# scANVI Pyro Tutorial

This notebook follows the Pyro tutorial on implementing a bare-bones version of the scANVI model: https://pyro.ai/examples/scanvi.html

scANVI (https://doi.org/10.15252/msb.20209620) is a method based on conditional variational autoencoders (CVAEs) that learns cell state representations from single-cell RNA-seq data. It is a semi-supervised method that uses cell type labels when available. In this notebook, we will approximately reproduce Figure 6 in the scANVI paper.

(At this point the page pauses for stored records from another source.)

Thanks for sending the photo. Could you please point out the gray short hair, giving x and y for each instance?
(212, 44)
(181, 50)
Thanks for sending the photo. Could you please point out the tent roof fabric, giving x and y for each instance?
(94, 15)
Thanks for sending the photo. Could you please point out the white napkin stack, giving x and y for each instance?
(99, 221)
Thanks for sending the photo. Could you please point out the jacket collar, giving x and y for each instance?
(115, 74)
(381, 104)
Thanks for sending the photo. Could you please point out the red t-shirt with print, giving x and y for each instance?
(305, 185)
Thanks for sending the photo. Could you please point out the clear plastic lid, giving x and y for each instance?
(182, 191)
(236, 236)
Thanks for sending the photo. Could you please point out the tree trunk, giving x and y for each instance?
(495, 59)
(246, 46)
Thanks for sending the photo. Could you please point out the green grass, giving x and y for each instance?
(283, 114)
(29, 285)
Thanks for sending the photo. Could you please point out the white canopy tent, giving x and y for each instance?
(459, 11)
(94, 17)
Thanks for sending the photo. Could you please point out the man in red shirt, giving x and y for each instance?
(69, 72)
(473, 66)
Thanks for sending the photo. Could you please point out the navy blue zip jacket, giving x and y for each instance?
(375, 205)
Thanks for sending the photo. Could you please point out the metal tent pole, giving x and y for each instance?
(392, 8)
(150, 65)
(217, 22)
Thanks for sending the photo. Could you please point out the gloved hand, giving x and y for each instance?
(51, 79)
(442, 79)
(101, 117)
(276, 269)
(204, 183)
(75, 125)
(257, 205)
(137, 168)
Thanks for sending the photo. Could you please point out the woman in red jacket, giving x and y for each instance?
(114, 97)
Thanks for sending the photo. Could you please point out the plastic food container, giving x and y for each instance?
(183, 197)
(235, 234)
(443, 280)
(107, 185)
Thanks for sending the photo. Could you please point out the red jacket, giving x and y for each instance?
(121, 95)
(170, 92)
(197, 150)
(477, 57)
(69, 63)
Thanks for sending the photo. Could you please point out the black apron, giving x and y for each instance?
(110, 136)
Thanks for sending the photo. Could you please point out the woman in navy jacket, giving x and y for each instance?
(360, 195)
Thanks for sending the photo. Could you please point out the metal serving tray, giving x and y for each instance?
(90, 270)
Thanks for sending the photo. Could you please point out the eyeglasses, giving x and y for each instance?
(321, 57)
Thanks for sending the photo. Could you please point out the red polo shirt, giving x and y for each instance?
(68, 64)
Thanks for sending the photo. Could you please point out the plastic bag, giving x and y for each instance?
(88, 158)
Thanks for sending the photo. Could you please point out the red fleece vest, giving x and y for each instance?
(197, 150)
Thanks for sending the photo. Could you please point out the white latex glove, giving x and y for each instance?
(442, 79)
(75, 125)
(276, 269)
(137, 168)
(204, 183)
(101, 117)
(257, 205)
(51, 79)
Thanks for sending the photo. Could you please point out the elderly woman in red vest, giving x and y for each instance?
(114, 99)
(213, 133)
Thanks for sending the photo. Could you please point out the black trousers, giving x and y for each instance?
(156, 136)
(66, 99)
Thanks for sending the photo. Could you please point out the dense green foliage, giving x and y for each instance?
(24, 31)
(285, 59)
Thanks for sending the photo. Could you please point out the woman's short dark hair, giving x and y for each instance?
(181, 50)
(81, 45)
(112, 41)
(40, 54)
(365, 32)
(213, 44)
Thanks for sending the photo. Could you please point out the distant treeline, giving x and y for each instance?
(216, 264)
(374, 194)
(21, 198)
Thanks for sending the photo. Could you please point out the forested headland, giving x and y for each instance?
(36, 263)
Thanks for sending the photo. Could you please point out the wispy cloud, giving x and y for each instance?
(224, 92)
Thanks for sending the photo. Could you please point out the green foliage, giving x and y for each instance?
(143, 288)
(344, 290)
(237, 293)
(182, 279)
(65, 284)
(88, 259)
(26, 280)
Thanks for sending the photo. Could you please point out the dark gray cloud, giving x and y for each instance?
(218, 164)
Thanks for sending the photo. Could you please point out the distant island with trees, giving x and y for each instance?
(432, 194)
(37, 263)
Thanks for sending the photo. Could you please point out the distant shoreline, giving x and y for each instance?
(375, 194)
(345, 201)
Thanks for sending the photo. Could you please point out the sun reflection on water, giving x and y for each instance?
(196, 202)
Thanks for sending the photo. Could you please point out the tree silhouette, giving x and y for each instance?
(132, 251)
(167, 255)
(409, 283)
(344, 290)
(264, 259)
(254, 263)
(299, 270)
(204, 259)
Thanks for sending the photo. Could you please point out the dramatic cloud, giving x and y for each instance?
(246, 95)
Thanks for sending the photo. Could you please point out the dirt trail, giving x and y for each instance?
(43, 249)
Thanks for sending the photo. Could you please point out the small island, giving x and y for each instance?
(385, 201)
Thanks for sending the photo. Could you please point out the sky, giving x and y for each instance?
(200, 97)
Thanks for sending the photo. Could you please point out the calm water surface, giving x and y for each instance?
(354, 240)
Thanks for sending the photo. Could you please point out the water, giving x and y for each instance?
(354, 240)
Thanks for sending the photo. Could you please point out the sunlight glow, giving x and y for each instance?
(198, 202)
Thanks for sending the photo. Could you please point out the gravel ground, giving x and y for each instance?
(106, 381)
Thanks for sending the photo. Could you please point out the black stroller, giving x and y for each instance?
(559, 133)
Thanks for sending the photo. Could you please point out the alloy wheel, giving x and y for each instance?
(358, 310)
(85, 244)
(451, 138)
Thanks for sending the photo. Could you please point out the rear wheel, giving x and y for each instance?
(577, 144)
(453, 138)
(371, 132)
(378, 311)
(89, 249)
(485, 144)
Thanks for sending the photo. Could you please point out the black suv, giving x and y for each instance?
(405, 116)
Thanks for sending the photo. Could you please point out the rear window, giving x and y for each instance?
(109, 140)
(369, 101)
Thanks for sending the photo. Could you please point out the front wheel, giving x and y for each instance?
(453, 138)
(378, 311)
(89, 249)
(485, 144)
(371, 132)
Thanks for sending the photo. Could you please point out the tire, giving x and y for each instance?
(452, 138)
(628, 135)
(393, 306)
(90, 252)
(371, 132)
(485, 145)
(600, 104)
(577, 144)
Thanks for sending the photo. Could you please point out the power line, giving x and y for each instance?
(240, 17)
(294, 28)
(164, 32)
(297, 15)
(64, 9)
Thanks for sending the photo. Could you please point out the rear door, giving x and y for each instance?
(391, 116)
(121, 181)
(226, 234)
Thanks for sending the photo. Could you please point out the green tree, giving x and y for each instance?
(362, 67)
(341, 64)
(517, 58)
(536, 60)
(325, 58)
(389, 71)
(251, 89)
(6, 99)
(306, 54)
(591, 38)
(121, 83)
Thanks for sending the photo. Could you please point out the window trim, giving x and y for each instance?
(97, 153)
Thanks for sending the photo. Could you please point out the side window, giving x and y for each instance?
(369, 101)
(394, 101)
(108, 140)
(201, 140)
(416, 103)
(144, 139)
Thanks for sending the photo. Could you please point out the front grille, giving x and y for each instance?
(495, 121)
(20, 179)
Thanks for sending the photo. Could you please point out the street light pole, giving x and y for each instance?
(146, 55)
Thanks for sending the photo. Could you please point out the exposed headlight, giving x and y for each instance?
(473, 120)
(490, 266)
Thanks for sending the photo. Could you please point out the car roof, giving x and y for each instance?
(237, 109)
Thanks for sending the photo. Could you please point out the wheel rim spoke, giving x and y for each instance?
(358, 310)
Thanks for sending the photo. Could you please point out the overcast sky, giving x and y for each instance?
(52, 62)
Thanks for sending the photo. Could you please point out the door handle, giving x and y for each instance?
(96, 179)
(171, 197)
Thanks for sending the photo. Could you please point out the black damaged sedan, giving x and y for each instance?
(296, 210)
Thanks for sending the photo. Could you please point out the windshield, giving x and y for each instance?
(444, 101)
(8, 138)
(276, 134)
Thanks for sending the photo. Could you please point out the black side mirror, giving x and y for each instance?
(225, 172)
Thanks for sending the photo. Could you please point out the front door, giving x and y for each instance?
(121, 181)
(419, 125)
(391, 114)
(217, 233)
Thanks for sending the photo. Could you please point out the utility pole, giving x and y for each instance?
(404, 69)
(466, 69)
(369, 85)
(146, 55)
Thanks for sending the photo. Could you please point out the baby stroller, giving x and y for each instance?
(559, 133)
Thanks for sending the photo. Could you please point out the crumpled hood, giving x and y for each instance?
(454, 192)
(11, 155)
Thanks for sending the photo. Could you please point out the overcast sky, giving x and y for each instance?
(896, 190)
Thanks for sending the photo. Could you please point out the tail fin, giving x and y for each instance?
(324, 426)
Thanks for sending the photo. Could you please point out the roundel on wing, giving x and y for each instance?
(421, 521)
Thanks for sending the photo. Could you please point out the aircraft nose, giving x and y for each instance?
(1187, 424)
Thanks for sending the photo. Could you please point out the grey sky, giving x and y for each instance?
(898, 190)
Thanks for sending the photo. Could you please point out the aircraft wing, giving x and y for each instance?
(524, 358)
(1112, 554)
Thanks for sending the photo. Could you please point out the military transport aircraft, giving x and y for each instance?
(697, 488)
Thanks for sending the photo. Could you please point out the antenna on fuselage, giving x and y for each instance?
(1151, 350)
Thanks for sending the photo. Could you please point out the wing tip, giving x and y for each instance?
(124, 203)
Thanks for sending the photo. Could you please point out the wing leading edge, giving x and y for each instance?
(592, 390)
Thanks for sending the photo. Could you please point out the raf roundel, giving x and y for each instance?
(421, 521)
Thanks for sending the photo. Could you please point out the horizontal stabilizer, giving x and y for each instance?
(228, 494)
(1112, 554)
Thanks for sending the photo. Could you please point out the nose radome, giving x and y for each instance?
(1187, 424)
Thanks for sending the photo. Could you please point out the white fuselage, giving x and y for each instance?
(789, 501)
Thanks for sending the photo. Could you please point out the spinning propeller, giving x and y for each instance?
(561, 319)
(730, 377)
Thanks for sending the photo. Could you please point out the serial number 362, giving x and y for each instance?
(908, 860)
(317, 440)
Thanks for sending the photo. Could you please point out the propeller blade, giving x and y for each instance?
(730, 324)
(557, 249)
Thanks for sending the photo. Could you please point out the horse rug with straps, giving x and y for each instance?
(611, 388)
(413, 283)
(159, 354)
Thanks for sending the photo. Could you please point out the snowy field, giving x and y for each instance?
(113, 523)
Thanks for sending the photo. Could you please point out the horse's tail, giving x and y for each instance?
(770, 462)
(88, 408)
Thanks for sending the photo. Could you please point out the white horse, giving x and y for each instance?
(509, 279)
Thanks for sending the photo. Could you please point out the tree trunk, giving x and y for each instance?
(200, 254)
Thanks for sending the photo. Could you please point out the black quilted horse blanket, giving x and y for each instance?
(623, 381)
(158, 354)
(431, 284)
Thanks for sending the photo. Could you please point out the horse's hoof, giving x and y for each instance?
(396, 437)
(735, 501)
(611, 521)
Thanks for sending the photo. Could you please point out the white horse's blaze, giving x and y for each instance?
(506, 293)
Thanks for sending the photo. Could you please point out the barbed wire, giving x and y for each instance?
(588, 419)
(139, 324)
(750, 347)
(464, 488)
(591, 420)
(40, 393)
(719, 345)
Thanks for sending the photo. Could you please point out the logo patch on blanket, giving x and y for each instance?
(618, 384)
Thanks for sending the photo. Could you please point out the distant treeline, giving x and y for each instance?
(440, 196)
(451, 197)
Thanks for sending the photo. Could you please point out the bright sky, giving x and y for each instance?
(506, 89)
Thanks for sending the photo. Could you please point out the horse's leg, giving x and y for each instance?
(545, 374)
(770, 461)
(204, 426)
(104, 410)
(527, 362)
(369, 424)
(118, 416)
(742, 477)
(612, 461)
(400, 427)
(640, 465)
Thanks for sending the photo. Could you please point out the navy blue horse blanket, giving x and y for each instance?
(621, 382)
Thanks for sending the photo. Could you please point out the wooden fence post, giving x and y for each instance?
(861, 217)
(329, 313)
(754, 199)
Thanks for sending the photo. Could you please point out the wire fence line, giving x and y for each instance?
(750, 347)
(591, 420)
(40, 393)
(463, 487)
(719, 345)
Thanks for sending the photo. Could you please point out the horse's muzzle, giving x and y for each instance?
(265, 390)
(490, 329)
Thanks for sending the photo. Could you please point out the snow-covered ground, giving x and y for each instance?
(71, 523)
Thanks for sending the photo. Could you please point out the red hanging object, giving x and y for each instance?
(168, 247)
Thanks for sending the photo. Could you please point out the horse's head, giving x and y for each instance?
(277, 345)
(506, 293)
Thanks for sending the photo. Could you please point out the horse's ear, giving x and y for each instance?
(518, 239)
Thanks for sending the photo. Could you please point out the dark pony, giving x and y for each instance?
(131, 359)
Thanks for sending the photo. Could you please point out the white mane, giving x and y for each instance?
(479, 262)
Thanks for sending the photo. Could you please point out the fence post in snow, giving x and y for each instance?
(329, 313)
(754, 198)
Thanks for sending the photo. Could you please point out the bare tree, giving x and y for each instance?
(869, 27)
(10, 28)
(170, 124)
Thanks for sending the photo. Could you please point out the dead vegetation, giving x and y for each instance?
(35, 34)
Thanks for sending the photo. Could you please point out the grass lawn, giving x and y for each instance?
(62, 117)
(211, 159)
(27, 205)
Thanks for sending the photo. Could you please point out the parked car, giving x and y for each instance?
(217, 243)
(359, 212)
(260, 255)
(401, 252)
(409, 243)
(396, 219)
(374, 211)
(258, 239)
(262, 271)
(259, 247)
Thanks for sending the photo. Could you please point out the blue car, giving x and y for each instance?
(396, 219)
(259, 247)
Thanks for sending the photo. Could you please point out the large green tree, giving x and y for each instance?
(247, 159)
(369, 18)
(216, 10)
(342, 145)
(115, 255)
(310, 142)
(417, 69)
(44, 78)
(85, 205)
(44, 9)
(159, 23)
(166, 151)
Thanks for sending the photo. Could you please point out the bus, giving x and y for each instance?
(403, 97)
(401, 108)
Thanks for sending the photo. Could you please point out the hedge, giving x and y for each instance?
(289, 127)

### Setup and data preprocessing

We use the scvi-tools package to download some PBMC scRNA-seq data.

In [1]:
# setup environment
import os
smoke_test = ('CI' in os.environ)  # for continuous integration tests

In [9]:
# various import statements
import numpy as np
import scanpy as sc

import torch
import torch.nn as nn
from torch.nn.functional import softplus, softmax
from torch.distributions import constraints
from torch.optim import Adam

import pyro
import pyro.distributions as dist
import pyro.poutine as poutine
from pyro.distributions.util import broadcast_shape
from pyro.optim import MultiStepLR
from pyro.infer import SVI, config_enumerate, TraceEnum_ELBO
from pyro.contrib.examples.scanvi_data import get_data

import matplotlib.pyplot as plt
from matplotlib.patches import Patch

In [4]:
# Download and pre-process data
batch_size = 100
if not smoke_test:
    # dataloader, num_genes, l_mean, l_scale, anndata = get_data(dataset='pbmc', cuda=True, batch_size=batch_size)
    dataloader, num_genes, l_mean, l_scale, anndata = get_data(dataset='pbmc', cuda=False, batch_size=batch_size)
else:
    dataloader, num_genes, l_mean, l_scale, anndata = get_data(dataset='mock')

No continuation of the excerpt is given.